Personally, I’m rooting for you to avoid all that stuff and leave me something to write about.
17 thoughts on “Open Forum!”
I’ve been thinking about Gavin Newsom’s reparations statement. I ironically, I think he inadvertently asked the quiet part out loud: If reparations are due in 2023, how do we account for the trillions of dollars expended to fight The War on Poverty since its commencement in the mid-1960s? Shouldn’t there be some sort of offset or credit thrown into the calculation? If you received welfare or food stamps or public housing or a free cell phone or a Pell Grant, should that be subtracted from your reparations payment? If reparations are paid, should the entire social safety net be disassembled? Should reparations payments be deemed ordinary income and taxed as such? Damages that are tax free? Once all the recipients become millionaires (a family of four will be multi-millionaires), shouldn’t they be subject to some sort of Bernie Sanders millionaire tax? And won’t there be a significant wealth gap between the poor whites and the now wealthy blacks that will need to be addressed in the name of equity? Don’t we need a guaranteed minimum net worth as well as a guaranteed minimum income regime?
All good questions. I would also suggest that we give a present offset for the values of lives lost before, during, and after the Civil War by those who fought to end the abomination that is slavery. Methinks that it would be a net zero in terms of total payouts.
So what is actuarial value of a man of 18 who dies untimely, and the value of all the lost children, grandchildren and great grand children. Bet that would end up costing more than the reparations.
Exactly. The win the battle and get obliterated in the war.

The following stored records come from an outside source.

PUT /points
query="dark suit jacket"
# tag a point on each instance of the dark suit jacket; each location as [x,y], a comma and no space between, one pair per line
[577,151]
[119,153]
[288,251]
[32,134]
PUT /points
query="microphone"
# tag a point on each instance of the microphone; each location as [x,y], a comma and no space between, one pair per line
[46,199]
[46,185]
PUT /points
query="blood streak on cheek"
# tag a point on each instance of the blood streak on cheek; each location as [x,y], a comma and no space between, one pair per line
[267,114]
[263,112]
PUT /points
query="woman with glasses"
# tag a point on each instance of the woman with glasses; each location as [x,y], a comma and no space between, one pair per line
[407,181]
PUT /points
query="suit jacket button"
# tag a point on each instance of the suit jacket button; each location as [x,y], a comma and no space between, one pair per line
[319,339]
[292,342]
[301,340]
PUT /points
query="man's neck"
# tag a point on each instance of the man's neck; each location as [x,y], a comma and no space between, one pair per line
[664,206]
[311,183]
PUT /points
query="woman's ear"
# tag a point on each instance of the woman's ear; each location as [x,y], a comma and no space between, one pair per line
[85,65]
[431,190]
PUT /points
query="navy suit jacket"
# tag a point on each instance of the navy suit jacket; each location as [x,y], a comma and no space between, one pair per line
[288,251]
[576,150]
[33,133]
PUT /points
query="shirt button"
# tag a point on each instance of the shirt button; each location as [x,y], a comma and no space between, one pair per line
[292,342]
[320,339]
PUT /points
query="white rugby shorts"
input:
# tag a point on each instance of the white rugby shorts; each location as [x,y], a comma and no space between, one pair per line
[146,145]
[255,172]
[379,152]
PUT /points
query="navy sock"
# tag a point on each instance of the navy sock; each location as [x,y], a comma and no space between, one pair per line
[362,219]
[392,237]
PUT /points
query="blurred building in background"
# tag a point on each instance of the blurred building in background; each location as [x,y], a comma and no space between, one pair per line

Having moved to get more medical aid, I have gotten a whole team for my daughter’s health. That medical team strongly recommended that I get a multifactored evaluation done through the school district so that we could define all of her learning disabilities and start working to remedy them. I homeschool, so now I have to sign a document saying that I have declined a Free and Appropriate Education for my child through the school district.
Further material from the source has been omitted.